I might have trouble squeezing five hundred words out of Misery. It’s a fine novel, but when I do these reviews I always look for an interesting angle, maybe a funny story or anecdote, and nothing comes to mind here…
Okay, just thought of something.
Rereading Misery reminded me of seeing the movie Coraline. I had the day off from work because it was President’s Day, so I went to a matinee. I forgot that all the schools were off, also, and thus watched the movie with a theatre full of scared kids. The kids were scared because Coraline isn’t a kids’ movie. It’s a horror movie disguised as a kid’s movie.
The other thing that struck me about Coraline is that the main character, Coraline, wasn’t a nice kid. After watching the movie, I realized there’s no way a nice kid would have survived The Other Mother.
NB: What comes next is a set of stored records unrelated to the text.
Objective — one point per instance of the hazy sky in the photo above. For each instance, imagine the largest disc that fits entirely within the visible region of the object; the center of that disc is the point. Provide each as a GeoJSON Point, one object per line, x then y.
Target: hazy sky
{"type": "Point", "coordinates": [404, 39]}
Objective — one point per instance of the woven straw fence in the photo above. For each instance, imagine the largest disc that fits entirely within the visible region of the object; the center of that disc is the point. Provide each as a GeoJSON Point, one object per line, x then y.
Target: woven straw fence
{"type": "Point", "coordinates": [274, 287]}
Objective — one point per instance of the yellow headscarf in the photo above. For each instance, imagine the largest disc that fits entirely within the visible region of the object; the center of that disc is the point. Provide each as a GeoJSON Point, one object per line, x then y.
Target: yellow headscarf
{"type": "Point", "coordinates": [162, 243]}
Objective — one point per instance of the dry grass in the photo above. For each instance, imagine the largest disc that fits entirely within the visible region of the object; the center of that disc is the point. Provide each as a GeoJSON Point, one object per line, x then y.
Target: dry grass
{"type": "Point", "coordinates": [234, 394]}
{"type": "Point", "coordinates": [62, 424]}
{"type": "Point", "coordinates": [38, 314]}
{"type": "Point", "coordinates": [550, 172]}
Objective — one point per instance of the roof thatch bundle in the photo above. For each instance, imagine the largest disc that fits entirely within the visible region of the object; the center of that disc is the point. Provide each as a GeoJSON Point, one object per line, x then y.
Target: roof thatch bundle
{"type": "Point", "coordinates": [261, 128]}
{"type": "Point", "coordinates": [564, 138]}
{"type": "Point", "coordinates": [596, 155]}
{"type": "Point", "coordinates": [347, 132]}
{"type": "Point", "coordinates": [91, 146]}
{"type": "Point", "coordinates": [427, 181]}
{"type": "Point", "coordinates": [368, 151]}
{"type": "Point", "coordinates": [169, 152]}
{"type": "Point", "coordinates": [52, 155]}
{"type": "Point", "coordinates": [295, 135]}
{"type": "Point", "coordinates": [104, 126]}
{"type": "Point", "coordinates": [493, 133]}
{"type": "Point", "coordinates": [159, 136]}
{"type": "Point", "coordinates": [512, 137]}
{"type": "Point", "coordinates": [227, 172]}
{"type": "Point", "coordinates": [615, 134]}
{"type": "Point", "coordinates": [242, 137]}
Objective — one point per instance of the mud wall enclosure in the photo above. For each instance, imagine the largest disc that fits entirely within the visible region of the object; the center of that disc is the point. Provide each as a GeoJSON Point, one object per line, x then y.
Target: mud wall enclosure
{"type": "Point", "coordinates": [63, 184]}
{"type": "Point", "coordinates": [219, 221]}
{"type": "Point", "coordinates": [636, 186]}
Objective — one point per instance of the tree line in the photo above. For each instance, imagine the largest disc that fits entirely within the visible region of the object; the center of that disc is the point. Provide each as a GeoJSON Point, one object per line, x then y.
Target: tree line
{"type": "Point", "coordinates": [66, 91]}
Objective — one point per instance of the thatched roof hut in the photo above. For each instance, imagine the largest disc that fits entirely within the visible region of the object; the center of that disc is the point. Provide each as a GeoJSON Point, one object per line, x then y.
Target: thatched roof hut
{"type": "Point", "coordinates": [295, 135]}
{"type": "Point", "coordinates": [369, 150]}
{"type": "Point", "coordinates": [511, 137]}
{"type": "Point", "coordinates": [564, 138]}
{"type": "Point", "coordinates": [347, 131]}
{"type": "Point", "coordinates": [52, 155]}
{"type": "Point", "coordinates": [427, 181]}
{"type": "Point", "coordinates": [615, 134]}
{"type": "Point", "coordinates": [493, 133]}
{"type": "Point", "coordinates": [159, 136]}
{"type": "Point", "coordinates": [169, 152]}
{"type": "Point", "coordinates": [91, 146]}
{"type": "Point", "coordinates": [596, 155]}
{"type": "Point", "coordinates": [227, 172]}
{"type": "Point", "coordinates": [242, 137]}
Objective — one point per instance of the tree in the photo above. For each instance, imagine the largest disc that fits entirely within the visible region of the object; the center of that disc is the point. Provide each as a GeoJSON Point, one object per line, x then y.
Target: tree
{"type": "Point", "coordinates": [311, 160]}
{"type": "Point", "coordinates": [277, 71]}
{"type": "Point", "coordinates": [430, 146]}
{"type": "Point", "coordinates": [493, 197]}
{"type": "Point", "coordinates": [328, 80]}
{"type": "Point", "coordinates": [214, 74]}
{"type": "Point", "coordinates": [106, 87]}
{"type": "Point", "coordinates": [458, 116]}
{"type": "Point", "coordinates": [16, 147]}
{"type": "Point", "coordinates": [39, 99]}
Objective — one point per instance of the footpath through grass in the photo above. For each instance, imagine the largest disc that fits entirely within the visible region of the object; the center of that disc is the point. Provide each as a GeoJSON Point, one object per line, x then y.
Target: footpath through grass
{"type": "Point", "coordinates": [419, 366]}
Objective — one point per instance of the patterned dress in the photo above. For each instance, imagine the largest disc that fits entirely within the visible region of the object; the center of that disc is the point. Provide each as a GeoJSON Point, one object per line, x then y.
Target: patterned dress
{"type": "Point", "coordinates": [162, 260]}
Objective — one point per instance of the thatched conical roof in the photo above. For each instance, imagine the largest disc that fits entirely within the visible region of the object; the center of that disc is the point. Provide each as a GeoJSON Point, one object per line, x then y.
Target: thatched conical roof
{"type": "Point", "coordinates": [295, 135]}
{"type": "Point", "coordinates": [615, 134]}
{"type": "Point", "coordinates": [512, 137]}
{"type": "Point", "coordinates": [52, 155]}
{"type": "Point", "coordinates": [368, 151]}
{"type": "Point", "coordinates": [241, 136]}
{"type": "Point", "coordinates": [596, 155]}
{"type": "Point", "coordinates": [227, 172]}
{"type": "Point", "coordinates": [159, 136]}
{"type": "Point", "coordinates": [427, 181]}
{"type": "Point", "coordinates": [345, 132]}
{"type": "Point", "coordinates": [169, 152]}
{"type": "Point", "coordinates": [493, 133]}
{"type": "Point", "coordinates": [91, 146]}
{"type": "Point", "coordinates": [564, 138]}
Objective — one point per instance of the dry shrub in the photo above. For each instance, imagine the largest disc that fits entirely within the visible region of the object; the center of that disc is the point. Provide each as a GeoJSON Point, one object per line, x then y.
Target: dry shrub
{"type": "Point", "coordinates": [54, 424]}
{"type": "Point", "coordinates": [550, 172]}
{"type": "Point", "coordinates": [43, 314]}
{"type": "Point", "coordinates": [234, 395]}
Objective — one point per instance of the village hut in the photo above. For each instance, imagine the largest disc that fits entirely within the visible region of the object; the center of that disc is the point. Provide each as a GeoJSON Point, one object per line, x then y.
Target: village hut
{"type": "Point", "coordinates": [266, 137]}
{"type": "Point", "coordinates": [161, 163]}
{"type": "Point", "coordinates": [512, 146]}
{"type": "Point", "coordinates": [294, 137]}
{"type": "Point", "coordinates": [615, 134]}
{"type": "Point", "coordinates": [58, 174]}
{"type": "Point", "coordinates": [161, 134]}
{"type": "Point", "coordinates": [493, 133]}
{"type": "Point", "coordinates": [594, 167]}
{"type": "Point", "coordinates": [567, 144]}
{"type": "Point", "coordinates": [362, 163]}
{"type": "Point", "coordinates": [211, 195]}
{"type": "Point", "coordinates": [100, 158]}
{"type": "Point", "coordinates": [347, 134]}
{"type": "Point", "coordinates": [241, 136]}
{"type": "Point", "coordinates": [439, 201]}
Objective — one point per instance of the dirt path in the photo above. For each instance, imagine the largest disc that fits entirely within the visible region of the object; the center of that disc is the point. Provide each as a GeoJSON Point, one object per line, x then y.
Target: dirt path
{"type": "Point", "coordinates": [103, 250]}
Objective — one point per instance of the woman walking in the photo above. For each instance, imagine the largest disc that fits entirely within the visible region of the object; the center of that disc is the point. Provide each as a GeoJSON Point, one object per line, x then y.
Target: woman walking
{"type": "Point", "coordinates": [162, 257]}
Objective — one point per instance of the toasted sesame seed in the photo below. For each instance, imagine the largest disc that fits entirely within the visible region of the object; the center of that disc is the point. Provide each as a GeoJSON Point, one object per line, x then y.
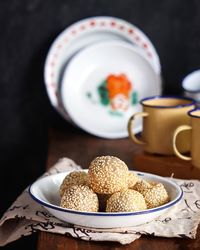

The selfsame thing struck me upon rereading Misery. Paul Sheldon isn’t a nice man. In fact, Paul Sheldon is a prick. King doesn’t make a big deal out of the fact that Paul Sheldon has no friends and can’t maintain a relationship with a woman, but it’s there. Paul Sheldon thinks he’s smarter than everyone else. It’s even hinted that Paul Sheldon might be a tad misogynistic.
Be that as it may, a nice guy wouldn’t survive what Annie Wilkes puts Paul Sheldon through; also, if I’m being honest, the fact that Paul Sheldon is not a nice guy made me sort of enjoy what Annie Wilkes put him through, at least at the beginning. I started feeling sorry for Paul when Annie chopped his foot off, but parts of that scene still made me laugh. Pre-op shot? Did she just say pre-op shot?
Speaking of laughter…Misery is a lot funnier than I remember. This book is a blast. I laughed a lot reading this novel. Annie is funny as hell and Paul is a dour prick. Annie says things like cock-a-doodie and brat and she spends four hundred pages emasculating Paul, hooking Paul on drugs, chopping off Paul’s body parts and making Paul resurrect Misery, the character he hates and she loves so much she named her pig after her. The fact that Annie scrawls out all the f-words on Paul’s shitty manuscript and then makes him burn it was hysterical. Serves you right for not making a copy, dumbass!
Hey: did you notice that Misery is like a play in that most of the action takes place in a single room?
I thought King did a good job making Annie’s craziness seem realistic. Linking her moods to the weather is a great touch. I will say that the birthday cake thumb scene was a bridge too far for me. His editor should have made him cut that out, because that scene moves into gore-gore land and is dangerously close to self-parody.
One of the most brilliant things King does in Misery is flip the genders. This isn’t true to real life, but Misery is a horror novel, and 95% of King’s contemporaries wouldn’t have been able to come up with such a simple idea and then execute it in such a seemingly effortless way. That’s why Stephen King is Stephen King – he makes it look easy!
2 Replies to “Misery”
I also thought this would translate well to stage because it does essentially take place in a single room. You bring up a great point about Paul’s character, which is that he’s an asshole. Like you said, I think this helps make the book a little more digestible at first and is almost necessary in order for him to survive.
I agree that Sheldon wasn’t a nice guy so Annie happening to him wasn’t too upsetting. Although no one but murderers deserve that kind of treatment, in fact, they deserve worse. Like riding a lawnmower over their bodies.